Il 20 maggio 2009, si è riunito il Congresso  speciale della Congregazione delle Cause dei Santi, costituito -a norma del medesimo Dicastero- dal Promotore Generale della Fede, che funge da Presidente e da altri incaricati a vario titolo- per discutere sul presunto miracolo attribuito all’intercessione della Venerabile Serva di Dio Chiara Badano, laica. Al termine del dibattito, tutti i Consultori Teologi hanno espresso un giudizio affermativo (7 su 7) ravvisando nel caso in esame un miracolo operato da Dio per intercessione della Venerabile Chiara Badano. Al momento del congedo, i Rev.mi Membri del Congresso hanno auspicato che questa esemplare giovane, possa giungere presto, se così piacerà al Santo Padre, alla desiderata Beatificazione.
 

 
 
Il 15 dicembre 2009 la suddetta relazione medica e il voto dei Consultori teologi è stato sottoposto a una “Congregazione ordinaria” di Cardinali e Vescovi che hanno approvato il voto unanime dei medici e dei teologi.
 

 

Il 19 dicembre 2009 Papa Benedetto XVI firma il Decreto di approvazione del miracolo attribuito all’intercessione della Venerabile Chiara Badano.
 

Atto a cui farà seguito il rito della Beatificazione.

 

Il 12 marzo 2010 l’annuncio della cerimonia di Beatificazione è stato diramato dalla diocesi di Acqui con il seguente comunicato:
 
"Il Vescovo della diocesi di Acqui, Mons.
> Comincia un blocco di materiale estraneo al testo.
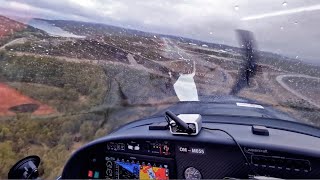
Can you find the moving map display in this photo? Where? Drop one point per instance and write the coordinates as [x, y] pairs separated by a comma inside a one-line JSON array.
[[125, 169]]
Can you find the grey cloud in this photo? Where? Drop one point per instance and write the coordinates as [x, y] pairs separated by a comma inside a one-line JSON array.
[[195, 19]]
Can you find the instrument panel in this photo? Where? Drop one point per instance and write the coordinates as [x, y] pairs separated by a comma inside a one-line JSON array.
[[210, 155]]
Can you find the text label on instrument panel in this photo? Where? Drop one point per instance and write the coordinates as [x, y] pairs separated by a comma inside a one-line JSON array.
[[192, 150]]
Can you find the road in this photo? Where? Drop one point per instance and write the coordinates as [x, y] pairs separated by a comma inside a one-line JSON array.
[[284, 85], [15, 41]]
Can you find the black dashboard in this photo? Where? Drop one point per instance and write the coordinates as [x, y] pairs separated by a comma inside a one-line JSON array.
[[134, 151]]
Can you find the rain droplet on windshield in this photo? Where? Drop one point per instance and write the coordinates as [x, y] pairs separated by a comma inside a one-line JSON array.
[[284, 4]]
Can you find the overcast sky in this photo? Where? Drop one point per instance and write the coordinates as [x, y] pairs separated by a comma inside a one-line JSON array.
[[288, 27]]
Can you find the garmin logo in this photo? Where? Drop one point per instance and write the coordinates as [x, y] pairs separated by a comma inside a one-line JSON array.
[[192, 150], [256, 150], [197, 151]]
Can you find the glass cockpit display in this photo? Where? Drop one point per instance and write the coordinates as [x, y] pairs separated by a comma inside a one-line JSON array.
[[117, 168]]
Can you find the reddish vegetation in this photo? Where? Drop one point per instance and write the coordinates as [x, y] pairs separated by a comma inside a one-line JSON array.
[[9, 97], [8, 26]]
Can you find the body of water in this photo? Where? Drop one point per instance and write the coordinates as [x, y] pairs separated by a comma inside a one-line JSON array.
[[51, 29]]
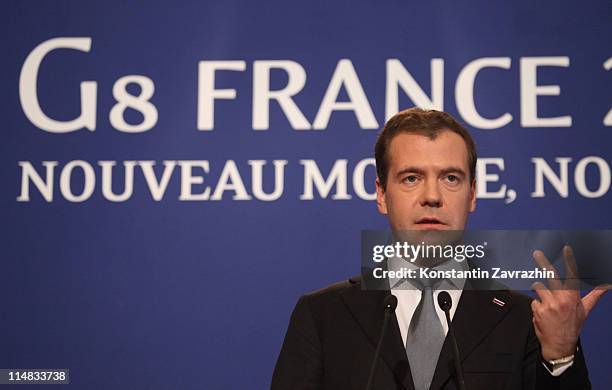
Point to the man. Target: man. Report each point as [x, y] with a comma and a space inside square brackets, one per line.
[426, 165]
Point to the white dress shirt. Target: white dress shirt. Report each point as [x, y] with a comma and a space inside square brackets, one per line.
[409, 295]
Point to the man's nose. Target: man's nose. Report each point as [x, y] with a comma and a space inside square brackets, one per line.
[431, 195]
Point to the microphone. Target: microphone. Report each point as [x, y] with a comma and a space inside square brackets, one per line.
[390, 303]
[445, 302]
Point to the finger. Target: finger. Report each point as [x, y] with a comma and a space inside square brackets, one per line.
[572, 279]
[543, 292]
[544, 264]
[590, 300]
[535, 307]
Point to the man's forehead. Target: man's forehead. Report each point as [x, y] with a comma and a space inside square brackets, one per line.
[446, 150]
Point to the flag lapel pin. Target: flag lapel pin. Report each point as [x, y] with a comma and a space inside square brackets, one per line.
[499, 302]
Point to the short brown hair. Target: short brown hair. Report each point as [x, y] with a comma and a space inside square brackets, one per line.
[428, 123]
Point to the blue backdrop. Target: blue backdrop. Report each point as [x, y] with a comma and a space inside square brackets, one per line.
[163, 292]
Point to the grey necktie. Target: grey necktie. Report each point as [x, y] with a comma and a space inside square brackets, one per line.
[425, 338]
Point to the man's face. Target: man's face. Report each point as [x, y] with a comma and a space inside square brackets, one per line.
[428, 184]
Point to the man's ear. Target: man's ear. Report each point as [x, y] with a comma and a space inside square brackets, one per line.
[381, 202]
[473, 196]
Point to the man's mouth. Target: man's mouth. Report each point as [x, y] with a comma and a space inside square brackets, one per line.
[429, 221]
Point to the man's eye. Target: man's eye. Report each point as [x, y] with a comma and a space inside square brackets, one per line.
[411, 179]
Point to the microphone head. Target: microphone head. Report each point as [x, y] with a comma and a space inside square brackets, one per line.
[445, 301]
[390, 303]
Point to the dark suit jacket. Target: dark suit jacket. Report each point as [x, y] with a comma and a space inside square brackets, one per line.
[333, 333]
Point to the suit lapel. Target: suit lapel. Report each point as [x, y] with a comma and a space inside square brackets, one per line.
[366, 307]
[476, 316]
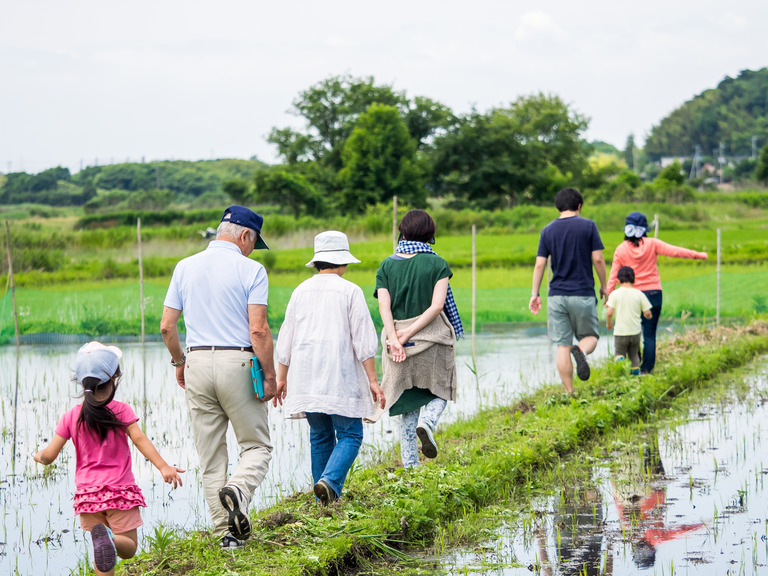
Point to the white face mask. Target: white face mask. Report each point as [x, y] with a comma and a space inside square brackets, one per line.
[633, 231]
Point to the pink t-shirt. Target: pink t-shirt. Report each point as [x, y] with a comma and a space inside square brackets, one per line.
[643, 260]
[100, 464]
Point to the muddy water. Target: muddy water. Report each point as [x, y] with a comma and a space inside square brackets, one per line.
[693, 501]
[40, 533]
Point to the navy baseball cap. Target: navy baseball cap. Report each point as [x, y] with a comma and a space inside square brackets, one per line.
[636, 225]
[248, 218]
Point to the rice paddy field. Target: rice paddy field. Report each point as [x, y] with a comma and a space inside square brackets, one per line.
[40, 533]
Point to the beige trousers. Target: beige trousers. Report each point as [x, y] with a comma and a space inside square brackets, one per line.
[219, 390]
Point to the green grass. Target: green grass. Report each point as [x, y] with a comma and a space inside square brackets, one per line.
[502, 453]
[113, 307]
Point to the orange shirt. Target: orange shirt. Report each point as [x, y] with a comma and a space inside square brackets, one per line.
[643, 260]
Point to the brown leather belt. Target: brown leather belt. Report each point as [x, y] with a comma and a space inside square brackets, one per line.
[240, 348]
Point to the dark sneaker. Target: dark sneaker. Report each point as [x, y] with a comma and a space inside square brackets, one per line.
[582, 368]
[232, 499]
[325, 493]
[229, 542]
[428, 445]
[104, 554]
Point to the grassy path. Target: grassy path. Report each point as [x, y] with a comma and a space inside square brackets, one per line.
[490, 457]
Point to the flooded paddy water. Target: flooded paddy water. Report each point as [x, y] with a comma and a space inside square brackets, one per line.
[40, 533]
[693, 500]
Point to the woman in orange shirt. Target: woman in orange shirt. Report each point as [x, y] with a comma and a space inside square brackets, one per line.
[641, 254]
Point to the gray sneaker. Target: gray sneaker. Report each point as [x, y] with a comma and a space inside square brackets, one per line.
[232, 499]
[582, 368]
[428, 445]
[104, 554]
[324, 492]
[229, 542]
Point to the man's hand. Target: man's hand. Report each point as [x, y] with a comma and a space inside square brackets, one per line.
[180, 377]
[282, 388]
[534, 305]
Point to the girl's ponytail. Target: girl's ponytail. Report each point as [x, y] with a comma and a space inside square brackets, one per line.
[95, 415]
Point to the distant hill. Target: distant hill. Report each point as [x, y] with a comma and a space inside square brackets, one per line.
[185, 179]
[732, 113]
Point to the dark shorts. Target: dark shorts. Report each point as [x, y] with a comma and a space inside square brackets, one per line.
[569, 316]
[629, 347]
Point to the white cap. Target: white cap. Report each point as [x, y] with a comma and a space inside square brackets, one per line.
[94, 360]
[332, 247]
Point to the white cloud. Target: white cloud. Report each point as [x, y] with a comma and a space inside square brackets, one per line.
[536, 24]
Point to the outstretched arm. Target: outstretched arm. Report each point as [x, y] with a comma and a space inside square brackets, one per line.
[170, 473]
[48, 454]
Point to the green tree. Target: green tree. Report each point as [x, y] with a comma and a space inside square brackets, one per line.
[761, 171]
[287, 186]
[238, 189]
[379, 162]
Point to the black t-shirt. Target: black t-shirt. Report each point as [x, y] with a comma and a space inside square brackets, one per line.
[570, 243]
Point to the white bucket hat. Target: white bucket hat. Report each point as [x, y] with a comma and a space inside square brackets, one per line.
[94, 360]
[332, 247]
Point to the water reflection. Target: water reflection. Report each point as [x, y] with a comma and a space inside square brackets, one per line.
[40, 533]
[691, 500]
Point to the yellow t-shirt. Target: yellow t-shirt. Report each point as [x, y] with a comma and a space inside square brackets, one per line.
[629, 305]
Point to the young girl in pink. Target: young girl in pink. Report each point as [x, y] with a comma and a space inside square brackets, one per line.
[107, 497]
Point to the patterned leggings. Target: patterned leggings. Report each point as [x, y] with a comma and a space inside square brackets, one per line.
[409, 445]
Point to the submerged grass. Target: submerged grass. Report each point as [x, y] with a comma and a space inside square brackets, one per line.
[387, 510]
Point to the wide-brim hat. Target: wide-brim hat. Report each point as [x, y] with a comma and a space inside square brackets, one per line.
[95, 360]
[636, 225]
[248, 218]
[332, 247]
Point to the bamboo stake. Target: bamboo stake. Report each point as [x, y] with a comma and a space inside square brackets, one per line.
[717, 316]
[474, 286]
[141, 295]
[394, 223]
[18, 342]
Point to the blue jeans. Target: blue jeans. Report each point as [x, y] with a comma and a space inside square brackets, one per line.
[649, 331]
[334, 444]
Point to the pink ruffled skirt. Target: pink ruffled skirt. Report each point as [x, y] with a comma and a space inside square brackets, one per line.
[100, 498]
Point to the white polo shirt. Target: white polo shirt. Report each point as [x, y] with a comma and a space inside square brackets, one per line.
[213, 289]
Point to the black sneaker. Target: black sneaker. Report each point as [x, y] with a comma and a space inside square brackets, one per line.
[229, 542]
[325, 493]
[104, 554]
[582, 368]
[232, 499]
[428, 445]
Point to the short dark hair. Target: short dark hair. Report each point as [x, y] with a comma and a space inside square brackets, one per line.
[626, 274]
[568, 199]
[325, 265]
[418, 226]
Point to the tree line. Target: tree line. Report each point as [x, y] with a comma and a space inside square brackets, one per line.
[362, 143]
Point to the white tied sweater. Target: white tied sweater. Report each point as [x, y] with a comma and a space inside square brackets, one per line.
[327, 333]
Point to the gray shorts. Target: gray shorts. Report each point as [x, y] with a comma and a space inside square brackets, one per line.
[569, 316]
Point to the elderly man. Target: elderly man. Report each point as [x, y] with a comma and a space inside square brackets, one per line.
[223, 295]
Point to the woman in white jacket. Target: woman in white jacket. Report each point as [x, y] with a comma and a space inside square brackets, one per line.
[326, 371]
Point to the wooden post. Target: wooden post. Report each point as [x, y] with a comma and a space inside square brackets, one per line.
[18, 343]
[474, 285]
[717, 314]
[142, 303]
[394, 223]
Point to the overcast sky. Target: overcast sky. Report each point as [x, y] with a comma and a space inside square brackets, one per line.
[82, 80]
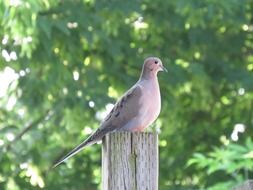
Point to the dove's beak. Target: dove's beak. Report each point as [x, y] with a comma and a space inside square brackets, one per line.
[163, 68]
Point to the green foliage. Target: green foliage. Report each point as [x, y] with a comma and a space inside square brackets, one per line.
[63, 61]
[233, 160]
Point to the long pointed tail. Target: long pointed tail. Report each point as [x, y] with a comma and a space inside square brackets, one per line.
[98, 135]
[74, 151]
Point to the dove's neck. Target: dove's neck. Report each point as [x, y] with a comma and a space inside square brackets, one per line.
[147, 74]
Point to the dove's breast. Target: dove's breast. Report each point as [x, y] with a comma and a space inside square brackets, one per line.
[150, 103]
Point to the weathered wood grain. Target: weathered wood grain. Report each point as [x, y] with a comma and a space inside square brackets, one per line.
[130, 161]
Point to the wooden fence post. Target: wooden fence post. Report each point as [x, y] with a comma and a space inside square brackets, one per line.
[248, 185]
[130, 161]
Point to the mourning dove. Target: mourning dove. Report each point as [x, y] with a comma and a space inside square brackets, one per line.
[134, 111]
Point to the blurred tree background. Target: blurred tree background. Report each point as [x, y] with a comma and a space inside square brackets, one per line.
[63, 62]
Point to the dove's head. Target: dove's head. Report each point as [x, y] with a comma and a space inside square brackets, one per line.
[151, 66]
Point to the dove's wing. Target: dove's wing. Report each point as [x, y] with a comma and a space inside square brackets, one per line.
[124, 111]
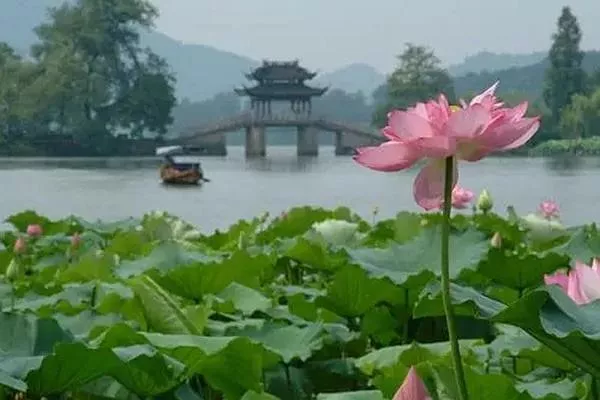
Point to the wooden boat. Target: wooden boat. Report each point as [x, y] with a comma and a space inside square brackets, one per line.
[178, 167]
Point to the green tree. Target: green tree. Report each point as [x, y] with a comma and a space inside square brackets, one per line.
[96, 79]
[581, 118]
[418, 77]
[565, 76]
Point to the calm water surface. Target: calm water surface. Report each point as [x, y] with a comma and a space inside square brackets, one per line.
[118, 188]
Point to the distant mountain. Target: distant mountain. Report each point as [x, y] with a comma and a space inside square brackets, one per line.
[201, 71]
[356, 77]
[488, 61]
[528, 80]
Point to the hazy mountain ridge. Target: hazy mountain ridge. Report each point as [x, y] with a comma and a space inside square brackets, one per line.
[203, 71]
[491, 62]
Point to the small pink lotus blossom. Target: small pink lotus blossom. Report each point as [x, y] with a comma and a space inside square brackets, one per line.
[75, 240]
[461, 197]
[412, 388]
[496, 240]
[581, 284]
[34, 230]
[20, 246]
[435, 130]
[549, 209]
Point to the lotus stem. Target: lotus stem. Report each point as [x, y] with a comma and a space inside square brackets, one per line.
[459, 372]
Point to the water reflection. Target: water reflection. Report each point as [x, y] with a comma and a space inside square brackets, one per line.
[79, 163]
[282, 164]
[567, 165]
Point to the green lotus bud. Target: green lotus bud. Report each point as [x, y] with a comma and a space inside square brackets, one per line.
[496, 240]
[13, 271]
[337, 232]
[541, 230]
[485, 201]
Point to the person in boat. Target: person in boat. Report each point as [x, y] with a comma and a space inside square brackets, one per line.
[169, 161]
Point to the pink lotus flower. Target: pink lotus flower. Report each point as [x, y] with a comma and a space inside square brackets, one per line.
[581, 284]
[435, 130]
[412, 388]
[461, 197]
[34, 230]
[549, 209]
[20, 246]
[75, 240]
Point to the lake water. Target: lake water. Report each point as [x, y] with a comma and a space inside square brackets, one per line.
[239, 188]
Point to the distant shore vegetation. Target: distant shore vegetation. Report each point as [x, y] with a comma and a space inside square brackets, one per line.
[90, 88]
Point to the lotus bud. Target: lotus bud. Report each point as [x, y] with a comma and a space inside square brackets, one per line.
[34, 230]
[549, 209]
[485, 201]
[496, 240]
[75, 240]
[13, 270]
[20, 246]
[412, 388]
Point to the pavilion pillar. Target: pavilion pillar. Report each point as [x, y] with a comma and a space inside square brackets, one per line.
[256, 144]
[339, 143]
[308, 141]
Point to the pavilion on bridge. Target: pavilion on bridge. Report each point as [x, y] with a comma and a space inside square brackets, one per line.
[280, 81]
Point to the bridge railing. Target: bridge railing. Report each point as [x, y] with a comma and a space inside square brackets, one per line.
[247, 118]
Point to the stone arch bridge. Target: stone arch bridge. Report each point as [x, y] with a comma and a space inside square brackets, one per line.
[213, 138]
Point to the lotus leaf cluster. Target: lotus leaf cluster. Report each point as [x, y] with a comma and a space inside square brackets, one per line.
[313, 304]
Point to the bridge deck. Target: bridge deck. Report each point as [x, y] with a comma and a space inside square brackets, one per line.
[247, 120]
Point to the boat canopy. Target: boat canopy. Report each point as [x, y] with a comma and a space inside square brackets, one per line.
[177, 150]
[169, 150]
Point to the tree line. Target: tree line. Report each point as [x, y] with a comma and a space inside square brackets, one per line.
[570, 101]
[88, 85]
[86, 82]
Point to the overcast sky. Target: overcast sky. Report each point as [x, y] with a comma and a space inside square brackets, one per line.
[327, 34]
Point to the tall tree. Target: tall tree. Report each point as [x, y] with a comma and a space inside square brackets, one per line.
[565, 77]
[106, 82]
[418, 77]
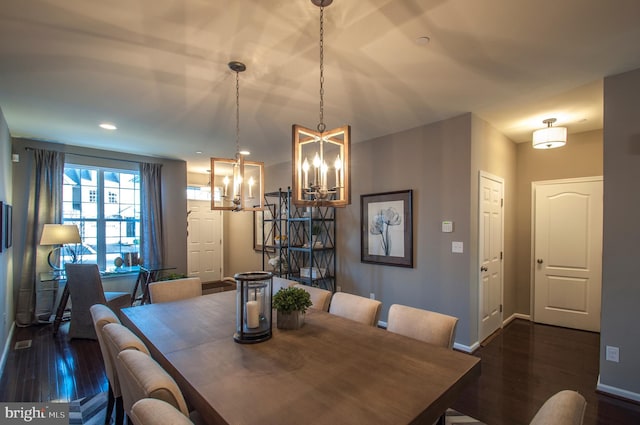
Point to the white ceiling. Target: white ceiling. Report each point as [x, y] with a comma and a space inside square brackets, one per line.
[158, 69]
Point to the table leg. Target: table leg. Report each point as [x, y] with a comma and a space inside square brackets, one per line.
[60, 312]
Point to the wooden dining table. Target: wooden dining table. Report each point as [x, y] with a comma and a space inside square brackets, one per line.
[331, 371]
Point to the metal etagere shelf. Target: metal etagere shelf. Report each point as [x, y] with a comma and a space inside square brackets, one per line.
[302, 238]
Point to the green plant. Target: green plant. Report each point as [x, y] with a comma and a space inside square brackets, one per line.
[288, 300]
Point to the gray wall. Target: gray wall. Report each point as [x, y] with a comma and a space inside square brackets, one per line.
[174, 198]
[6, 256]
[580, 157]
[621, 252]
[436, 161]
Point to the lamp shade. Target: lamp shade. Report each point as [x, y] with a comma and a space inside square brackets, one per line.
[550, 137]
[60, 234]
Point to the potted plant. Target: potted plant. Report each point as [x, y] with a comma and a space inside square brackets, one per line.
[291, 304]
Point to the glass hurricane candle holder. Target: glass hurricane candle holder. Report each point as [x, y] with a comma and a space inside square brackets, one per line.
[253, 307]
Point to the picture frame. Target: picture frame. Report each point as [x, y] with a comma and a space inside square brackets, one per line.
[386, 228]
[8, 218]
[259, 231]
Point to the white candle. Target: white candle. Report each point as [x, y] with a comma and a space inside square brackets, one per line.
[316, 165]
[305, 168]
[226, 184]
[253, 318]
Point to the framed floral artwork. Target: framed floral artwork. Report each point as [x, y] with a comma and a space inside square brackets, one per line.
[386, 223]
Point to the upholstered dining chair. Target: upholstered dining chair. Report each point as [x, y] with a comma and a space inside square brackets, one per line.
[355, 307]
[173, 290]
[565, 407]
[85, 289]
[429, 326]
[102, 315]
[320, 298]
[142, 377]
[116, 338]
[151, 411]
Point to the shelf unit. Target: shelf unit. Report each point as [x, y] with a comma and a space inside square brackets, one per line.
[304, 237]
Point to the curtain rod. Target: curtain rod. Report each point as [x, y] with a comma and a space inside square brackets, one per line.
[29, 148]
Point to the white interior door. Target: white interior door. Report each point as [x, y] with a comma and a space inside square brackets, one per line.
[490, 253]
[204, 241]
[567, 253]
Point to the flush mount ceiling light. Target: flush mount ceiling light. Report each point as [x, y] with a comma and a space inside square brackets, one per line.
[549, 137]
[238, 185]
[108, 126]
[328, 152]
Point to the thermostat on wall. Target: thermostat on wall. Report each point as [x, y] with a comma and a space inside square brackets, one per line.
[447, 226]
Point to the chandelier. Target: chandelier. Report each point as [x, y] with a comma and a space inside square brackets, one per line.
[321, 158]
[237, 184]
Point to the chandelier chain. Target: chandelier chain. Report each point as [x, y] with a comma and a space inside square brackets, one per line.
[321, 125]
[237, 114]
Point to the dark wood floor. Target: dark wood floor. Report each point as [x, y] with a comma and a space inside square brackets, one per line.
[521, 367]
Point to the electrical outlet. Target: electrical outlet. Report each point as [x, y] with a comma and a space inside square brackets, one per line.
[613, 354]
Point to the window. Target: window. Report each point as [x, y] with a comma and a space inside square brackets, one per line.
[105, 205]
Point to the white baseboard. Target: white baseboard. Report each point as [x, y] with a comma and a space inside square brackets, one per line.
[7, 347]
[618, 392]
[515, 316]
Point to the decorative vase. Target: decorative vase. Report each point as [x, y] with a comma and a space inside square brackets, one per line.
[293, 320]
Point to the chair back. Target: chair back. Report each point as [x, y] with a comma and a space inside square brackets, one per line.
[151, 411]
[118, 338]
[429, 326]
[320, 298]
[102, 315]
[142, 377]
[173, 290]
[565, 407]
[85, 288]
[355, 307]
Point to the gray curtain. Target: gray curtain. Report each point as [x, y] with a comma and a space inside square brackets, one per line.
[151, 242]
[45, 206]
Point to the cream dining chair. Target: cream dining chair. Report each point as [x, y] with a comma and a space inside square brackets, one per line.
[355, 307]
[320, 298]
[151, 411]
[429, 326]
[173, 290]
[102, 315]
[85, 289]
[142, 377]
[565, 407]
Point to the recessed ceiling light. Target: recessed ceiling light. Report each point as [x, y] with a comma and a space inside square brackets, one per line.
[423, 41]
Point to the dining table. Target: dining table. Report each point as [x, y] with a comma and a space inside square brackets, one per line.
[331, 371]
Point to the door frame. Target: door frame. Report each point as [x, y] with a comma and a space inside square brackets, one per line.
[532, 260]
[484, 174]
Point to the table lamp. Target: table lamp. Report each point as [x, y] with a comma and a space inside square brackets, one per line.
[60, 234]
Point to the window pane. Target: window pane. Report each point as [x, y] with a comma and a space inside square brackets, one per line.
[105, 205]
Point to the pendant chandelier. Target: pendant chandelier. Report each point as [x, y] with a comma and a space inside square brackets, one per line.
[321, 159]
[237, 184]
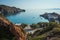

Pier Giorgio Micchiardi, unitamente alla Postulazione della Causa di canonizzazione, annuncia la prossima Beatificazione della Venerabile Serva di Dio Chiara Badano“.

 

 

 

 

 

 

 

Sabato 25 settembre 2010, alle ore 16, ha luogo il solenne rito di Beatificazione nel santuario della Madonna del Divino Amore (Roma – Castel di Leva),
presieduto da S. Em. il Cardinale Angelo Amato, Prefetto della Congregazione delle Cause dei Santi.

 

 

 

 

 

 

 

Nel corso della celebrazione viene annunciata la data per la festa liturgica della Beata:
il 29 ottobre.

 

Nell’aula Paolo VI, alle ore 20,30 i giovani animano un incontro di festa.

 

 

 

Domenica 26 settembre 2010  nella basilica di San Paolo fuori le Mura, si celebra la Messa di ringraziamento, 
presieduta da S. Em. Card. Tarcisio Bertone, Segretario di Stato.
 
 



 

 

 

 

 

 

 

 

 

 

Ora, per giungere alla Canonizzazione, si attende da Dio il dono di un nuovo "miracolo",
ottenuto per intercessione della beata Chiara Badano.
 
Preghiamo, chiediamolo con umile fiducia e notifichiamolo alla Postulazione:
sarà un rendere lode a Dio che opera meraviglie attraverso i “piccoli”!